- Born: 18 July 1905 Saint Petersburg, Russian Empire
- Died: 25 May 1995 (aged 89) Saint Petersburg, Russian Federation
- Movement: Anarchism
- Criminal charges: Anti-Soviet agitation
- Criminal penalty: Imprisonment, exile

= Aida Basevich =

Russian anarchist (1905–1995)

Aida Issakhorovna Basevich (Аида Иссахаровна Басевич; 1905–1995) was a Russian anarchist. She was arrested on multiple occasions on account of her anarchist beliefs and endured stretches of imprisonment, political exile, and prison camp. She is notable for her efforts to acquire better treatment for political detainees and her prison memoir, which details her life and experiences in the anarchist movement.

== Biography ==

=== Early life ===
Basevich was born into a wealthy family in St. Petersburg, where her father was a successful construction engineer. She noted that he had a “revolutionary spirit” and owned publications written by the likes of Peter Kropotkin, Vera Figner, and Sergey Stepnyak-Kravchinsky, which she credits for her “entire moral upbringing”.

Basevich attended the Vyborg Commercial School in her youth. The school was known for its contemporary education practices education, including coeducation, parent-teacher committees and high political engagement in the classroom. However, her schooling there was cut short when she was 14 years old, as she contracted tuberculosis. In 1919, Basevich and her mother left Petrograd, although they kept in touch with and sent food parcels to her school. In 1921, she returned to Petrograd and attended night school but did not find it very stimulating. In this time in her life she began thinking about politics, and contemplated becoming a Komsomol member, an idea she abandoned after witnessing a violent Communist demonstration at a church.

Basevich enrolled in the State Institute of Art History in 1924. There, she first got involved in the anarchist movement, which she discussed regularly with an informal group of peers. Some of her friends in this group were arrested on campus for being anarchists after being elected to an internal school committee dedicated to helping students find work. Basevich lead the efforts to collect parcels and deliver them to her imprisoned friends.

=== Arrests, prison, and exiles ===
Basevich was first arrested on 8 February 1925. She was accused of being an anarchist and against Soviet regime. She wrote that "From my very first day in prison, my main task was to fight for a special regime for political prisoners". Her first effort was a hunger strike to gain visitation rights, joined by several other prisoners. She attempted to secure cell visits, better food, and exercise. After her first arrest she spent three years in exile in Orsk and Orenburg.

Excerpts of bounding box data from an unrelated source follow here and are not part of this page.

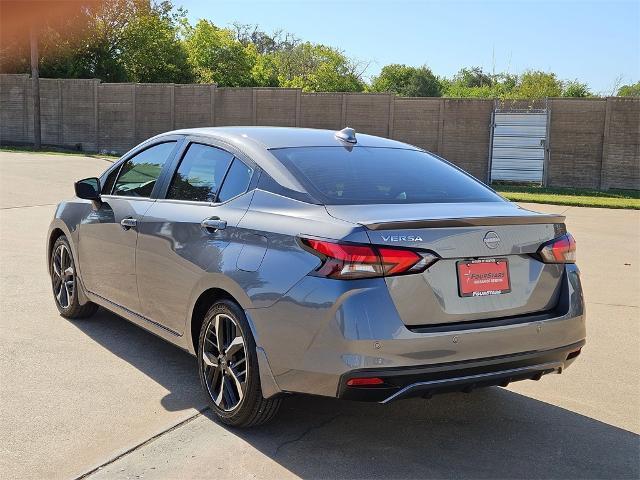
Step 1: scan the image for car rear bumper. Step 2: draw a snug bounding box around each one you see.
[246,265,586,402]
[338,341,585,403]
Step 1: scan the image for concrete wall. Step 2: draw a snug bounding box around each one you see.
[0,75,640,189]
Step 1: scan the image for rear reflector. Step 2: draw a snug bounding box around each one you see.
[347,377,384,387]
[538,233,576,263]
[300,238,439,280]
[567,348,582,360]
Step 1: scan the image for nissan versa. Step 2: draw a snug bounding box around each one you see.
[47,127,585,426]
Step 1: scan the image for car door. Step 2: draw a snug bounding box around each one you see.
[78,139,178,313]
[136,140,255,334]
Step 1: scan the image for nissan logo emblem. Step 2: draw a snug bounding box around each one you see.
[482,232,500,248]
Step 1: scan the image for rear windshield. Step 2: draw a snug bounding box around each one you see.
[271,147,504,205]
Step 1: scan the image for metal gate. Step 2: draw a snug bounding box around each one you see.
[489,108,549,184]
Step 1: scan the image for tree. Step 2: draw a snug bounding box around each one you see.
[617,82,640,97]
[371,64,442,97]
[514,70,562,99]
[185,20,258,87]
[118,6,193,83]
[453,67,493,88]
[273,42,364,92]
[562,80,592,98]
[233,22,300,55]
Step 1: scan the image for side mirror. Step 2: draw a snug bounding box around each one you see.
[74,177,100,200]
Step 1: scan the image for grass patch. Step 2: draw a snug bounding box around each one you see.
[493,184,640,210]
[0,145,120,162]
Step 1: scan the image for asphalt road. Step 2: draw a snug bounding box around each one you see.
[0,152,640,479]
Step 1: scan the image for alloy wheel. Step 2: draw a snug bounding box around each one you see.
[51,244,75,309]
[202,313,248,412]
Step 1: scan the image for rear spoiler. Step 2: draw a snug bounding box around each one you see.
[364,215,566,230]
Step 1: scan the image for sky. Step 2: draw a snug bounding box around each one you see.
[173,0,640,94]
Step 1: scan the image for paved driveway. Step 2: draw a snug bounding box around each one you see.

In 1928, seven months pregnant, she almost died, were it not for the interference of prominent dissident intellectuals and the Anarchist Black Cross. She received three years of exile in Minusinsk for involvement in a plot to help prisoners escape. Her final arrest was in 1941 where she was sentenced to 10 years in military camps. Her two daughters were sent to an orphanage. She gave birth to a son, Mikhail, in 1944 while in prison camp. In 1947, she was released from the camp and exiled to the Kuybyshev Region.

Throughout her arrests and exiles, Basevich encountered revolutionaries who intensified her anarchist leanings. While imprisoned, she wrote a memoir detailing her early life and stories from her time in exile and imprisonment. It includes descriptions of her resistance efforts and systemic violence in prison, as well as stories from her youth. Basevich's final bout of exile ended in 1957.

=== Later life ===
She spent the rest of her life in Leningrad, working as a technician until 1979 and reaching her death in 1995. She never strayed from her anarchist leanings and became a member of the post-Soviet Confederation of Anarcho-Syndicalists (KAS).